Critics warn decision may lead to parallel markets

KUWAIT: Marmore MENA Intelligence, a subsidiary of Kuwait Financial Centre "Markaz", recently released a research note titled 'Remittance Tax in Kuwait: Is it coming finally?'. The note discusses the remittance tax bill that is being currently debated and weighs the implications of introducing remittance tax from a wider economic perspective.

Marmore report stated that the Parliamentary Financial and Economic Affairs Committee of Kuwait has approved bills for imposing tax on remittances of expatriates, based on their income level. The tax rate suggested starts at a modest 1 percent for remittance under KD 99 and goes all the way to 5 percent for remittance beyond KD 500. Remittance outflow from Kuwait in 2016 stood at KD 4.6 billion ($15.3 billion) with nearly 27 percent of that sent to India, followed by Egypt at 18 percent, Bangladesh at 7 percent and Philippines and Pakistan at three percent each.

The bill approved by the financial committee has been opposed by the legislative committee citing constitutionality. If the draft bill is approved, it will then be referred to the government and in case if it is accepted by the cabinet, it would become a law. Kuwait would then be the first country in the GCC region to impose remittance tax.

Lack of clarity

While the bill discussed about imposing taxes on remittances, it failed to clearly define the category of people who will be paying the taxes. The bill in its current form also failed to describe what would constitute as remittance, would it include income or even loans availed from banks that is being sent abroad. Lack of clarity and proper definition could hinder the upcoming debate in the parliament.

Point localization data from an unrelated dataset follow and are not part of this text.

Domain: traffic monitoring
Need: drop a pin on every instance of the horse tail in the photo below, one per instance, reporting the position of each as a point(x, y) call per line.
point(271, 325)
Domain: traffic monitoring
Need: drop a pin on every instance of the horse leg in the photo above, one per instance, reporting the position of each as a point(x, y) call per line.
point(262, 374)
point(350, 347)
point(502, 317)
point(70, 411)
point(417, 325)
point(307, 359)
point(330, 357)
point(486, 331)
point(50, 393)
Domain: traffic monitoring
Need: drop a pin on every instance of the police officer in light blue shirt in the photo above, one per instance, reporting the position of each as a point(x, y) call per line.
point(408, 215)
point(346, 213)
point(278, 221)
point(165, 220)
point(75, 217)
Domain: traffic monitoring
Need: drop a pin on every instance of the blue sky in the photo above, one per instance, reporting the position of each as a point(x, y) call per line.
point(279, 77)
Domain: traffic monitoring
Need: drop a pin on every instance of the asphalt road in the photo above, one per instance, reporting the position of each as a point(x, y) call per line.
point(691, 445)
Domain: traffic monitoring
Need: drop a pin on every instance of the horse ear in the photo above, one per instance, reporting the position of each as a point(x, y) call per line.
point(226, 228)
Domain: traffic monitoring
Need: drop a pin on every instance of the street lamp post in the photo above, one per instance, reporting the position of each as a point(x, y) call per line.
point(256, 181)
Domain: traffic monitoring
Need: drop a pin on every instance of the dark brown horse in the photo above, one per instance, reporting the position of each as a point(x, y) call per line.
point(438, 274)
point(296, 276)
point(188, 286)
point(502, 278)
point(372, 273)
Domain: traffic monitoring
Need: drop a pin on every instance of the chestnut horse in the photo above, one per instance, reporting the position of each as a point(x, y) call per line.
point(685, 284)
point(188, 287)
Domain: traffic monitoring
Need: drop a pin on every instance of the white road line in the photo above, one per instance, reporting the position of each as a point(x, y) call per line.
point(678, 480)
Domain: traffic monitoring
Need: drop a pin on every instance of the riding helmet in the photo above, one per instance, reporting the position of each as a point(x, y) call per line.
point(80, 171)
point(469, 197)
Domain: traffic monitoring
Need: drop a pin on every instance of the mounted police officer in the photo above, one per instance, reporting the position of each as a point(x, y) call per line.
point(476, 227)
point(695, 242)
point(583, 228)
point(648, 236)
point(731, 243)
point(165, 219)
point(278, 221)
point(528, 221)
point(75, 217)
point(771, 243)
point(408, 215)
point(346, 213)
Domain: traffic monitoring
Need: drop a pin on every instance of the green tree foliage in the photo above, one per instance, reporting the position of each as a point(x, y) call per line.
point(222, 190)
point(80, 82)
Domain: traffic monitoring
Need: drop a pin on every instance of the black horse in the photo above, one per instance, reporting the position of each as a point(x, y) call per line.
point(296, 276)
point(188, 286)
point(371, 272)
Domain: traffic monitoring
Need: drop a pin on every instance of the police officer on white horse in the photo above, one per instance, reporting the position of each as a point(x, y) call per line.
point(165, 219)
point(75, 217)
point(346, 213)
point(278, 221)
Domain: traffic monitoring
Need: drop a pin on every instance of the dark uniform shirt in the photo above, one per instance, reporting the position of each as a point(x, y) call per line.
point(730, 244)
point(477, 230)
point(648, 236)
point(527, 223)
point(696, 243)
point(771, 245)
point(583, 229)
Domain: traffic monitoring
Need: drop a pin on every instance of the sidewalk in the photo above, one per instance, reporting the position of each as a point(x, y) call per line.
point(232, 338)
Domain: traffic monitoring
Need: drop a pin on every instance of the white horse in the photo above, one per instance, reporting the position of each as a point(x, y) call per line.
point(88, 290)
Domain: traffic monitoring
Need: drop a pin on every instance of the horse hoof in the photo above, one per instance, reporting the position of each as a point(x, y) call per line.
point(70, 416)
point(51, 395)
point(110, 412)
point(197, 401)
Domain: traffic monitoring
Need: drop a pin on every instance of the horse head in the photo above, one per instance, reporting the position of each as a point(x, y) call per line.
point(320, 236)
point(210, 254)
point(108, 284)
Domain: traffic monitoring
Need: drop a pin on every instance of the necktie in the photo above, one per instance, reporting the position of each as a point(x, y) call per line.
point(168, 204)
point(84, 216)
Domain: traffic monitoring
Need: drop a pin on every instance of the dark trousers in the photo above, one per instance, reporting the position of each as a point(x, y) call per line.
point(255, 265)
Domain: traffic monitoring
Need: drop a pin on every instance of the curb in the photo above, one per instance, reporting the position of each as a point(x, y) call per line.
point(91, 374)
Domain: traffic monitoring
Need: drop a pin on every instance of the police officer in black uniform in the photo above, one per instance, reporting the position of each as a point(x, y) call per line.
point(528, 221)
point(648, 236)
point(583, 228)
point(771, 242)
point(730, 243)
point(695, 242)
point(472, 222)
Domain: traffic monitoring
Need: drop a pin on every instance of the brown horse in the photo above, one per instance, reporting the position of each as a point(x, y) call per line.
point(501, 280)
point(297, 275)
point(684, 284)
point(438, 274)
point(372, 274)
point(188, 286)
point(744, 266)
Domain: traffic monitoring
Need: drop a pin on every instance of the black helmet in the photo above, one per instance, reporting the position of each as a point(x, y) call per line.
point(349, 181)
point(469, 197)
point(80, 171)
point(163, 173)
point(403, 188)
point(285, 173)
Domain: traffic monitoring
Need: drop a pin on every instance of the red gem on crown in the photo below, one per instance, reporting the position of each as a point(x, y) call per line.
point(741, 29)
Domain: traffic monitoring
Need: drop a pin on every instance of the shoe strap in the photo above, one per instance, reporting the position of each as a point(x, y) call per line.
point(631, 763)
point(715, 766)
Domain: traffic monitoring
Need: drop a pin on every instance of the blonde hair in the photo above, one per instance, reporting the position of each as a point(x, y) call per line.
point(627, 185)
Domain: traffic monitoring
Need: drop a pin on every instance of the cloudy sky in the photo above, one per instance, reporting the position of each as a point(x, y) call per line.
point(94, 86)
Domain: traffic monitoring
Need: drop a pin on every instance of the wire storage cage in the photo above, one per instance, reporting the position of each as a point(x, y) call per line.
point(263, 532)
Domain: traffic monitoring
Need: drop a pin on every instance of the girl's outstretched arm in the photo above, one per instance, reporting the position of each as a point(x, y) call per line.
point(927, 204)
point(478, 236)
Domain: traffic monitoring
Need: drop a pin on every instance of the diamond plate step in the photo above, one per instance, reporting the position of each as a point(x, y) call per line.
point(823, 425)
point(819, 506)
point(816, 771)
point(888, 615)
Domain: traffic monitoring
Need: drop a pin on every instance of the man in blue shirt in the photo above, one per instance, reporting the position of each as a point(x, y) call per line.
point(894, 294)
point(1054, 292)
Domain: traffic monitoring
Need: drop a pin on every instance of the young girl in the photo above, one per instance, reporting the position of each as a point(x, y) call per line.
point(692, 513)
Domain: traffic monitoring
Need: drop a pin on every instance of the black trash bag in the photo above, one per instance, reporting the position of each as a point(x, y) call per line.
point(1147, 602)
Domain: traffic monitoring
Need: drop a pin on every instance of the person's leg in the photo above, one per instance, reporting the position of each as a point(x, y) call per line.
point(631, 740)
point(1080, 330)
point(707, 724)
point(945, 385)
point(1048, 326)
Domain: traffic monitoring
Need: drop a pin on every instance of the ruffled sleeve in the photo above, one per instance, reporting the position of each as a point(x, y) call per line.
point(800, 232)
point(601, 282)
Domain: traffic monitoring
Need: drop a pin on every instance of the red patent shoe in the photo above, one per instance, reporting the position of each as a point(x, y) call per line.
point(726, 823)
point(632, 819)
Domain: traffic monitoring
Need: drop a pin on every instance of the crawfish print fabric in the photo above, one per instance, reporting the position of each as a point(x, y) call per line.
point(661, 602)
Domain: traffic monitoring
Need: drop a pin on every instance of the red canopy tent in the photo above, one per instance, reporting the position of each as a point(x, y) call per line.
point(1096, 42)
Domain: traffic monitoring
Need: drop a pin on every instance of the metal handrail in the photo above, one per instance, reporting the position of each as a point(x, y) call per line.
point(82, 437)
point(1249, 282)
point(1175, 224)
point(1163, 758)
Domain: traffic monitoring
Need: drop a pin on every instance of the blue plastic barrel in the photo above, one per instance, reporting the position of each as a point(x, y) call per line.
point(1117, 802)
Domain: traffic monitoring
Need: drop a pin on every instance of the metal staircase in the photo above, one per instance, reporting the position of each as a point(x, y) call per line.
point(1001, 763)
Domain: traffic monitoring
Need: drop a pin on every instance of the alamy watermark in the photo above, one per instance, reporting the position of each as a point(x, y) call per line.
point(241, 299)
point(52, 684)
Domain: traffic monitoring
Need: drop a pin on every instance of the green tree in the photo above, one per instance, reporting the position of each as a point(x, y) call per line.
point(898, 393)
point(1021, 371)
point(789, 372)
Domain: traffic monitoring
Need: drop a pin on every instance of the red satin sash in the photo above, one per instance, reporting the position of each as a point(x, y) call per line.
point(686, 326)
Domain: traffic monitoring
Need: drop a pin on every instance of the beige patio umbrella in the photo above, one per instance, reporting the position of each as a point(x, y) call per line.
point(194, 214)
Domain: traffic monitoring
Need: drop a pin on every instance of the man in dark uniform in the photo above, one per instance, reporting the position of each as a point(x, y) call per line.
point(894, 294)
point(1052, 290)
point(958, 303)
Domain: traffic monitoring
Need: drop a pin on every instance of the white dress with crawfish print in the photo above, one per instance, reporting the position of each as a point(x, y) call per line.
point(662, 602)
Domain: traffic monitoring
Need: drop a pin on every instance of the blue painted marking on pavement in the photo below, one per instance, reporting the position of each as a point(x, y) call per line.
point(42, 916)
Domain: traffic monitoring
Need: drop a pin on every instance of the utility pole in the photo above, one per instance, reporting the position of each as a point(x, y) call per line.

Critics of the bill have warned that introduction of taxes on remittances would lead to mushrooming of alternative channels or parallel black market to route money back home. The Central Bank of Kuwait had also voiced similar concerns in the past.

Higher taxes for high-income, knowledge workers could be dissuaded from pursuing long-term stint in Kuwait and this could constrain their supply. This may be counterproductive at a time when Kuwait strives to transform itself as knowledge-based economy and has a large scale need for highly skilled professionals.

Unskilled laborers and semi-skilled workers whose wages are low and fall under the lower tax bracket would also stand to lose on the amount of money that they could save. A problem exacerbated by the rising cost of living, especially at a time when fuel and utility costs are on the rise. This could result in demand for higher wages across workers like electricians, plumbers, mechanics, and construction laborers.

Impact on businesses

Overall, the impact of remittance taxes on expatriates would be felt on businesses operating in Kuwait in the form of higher salaries and wages and on Kuwaiti nationals in the form of higher expenses to avail expat services. Kuwait is currently ranked seventh among the countries from which foreign money transfers are done. Out of the total foreign remittance, 26.6 percent of the remittance was sent to India amounting KD 1.1 billion, followed by Egypt with KD 750 million (18.1 percent), Bangladesh with KD 290 million (seven percent), Philippines with KD 250 million (6.1 percent) and Pakistan with KD 220 million (5.3 percent).

Elsewhere, UAE imposes a Value Added Tax (VAT) on all expatriate remittances. The VAT on remittances is not a tax on the remittances themselves but is specifically placed on remittance services implying that the VAT will apply only to the fee charged rather than the amount of funds being remitted.

Saudi Arabia in contrast imposes an 'expat levy' which requires foreigners working in the private sector to pay a family tax of 100 riyals ($26.60) per month for every minor or unemployed relative living in the country. An estimated 11 million foreigners work in the Saudi private sector, with 2.3 million of their dependents based in the kingdom, according to the Public Authority for Statistics. The tax is expected to increase every year until 2020, reaching 4,800 riyals ($1,280) per dependent annually.

Similar to Kuwait, Bahrain is also proposing to impose BD 1 fees on remittances below BD 300 and BD 10 for all money transfers exceeding the amount of BD 300. If implemented it would add at least BD 90 million to the state exchequer. Currently, around BD 2.5 billion annually is being transferred abroad by expatriate workers in Bahrain."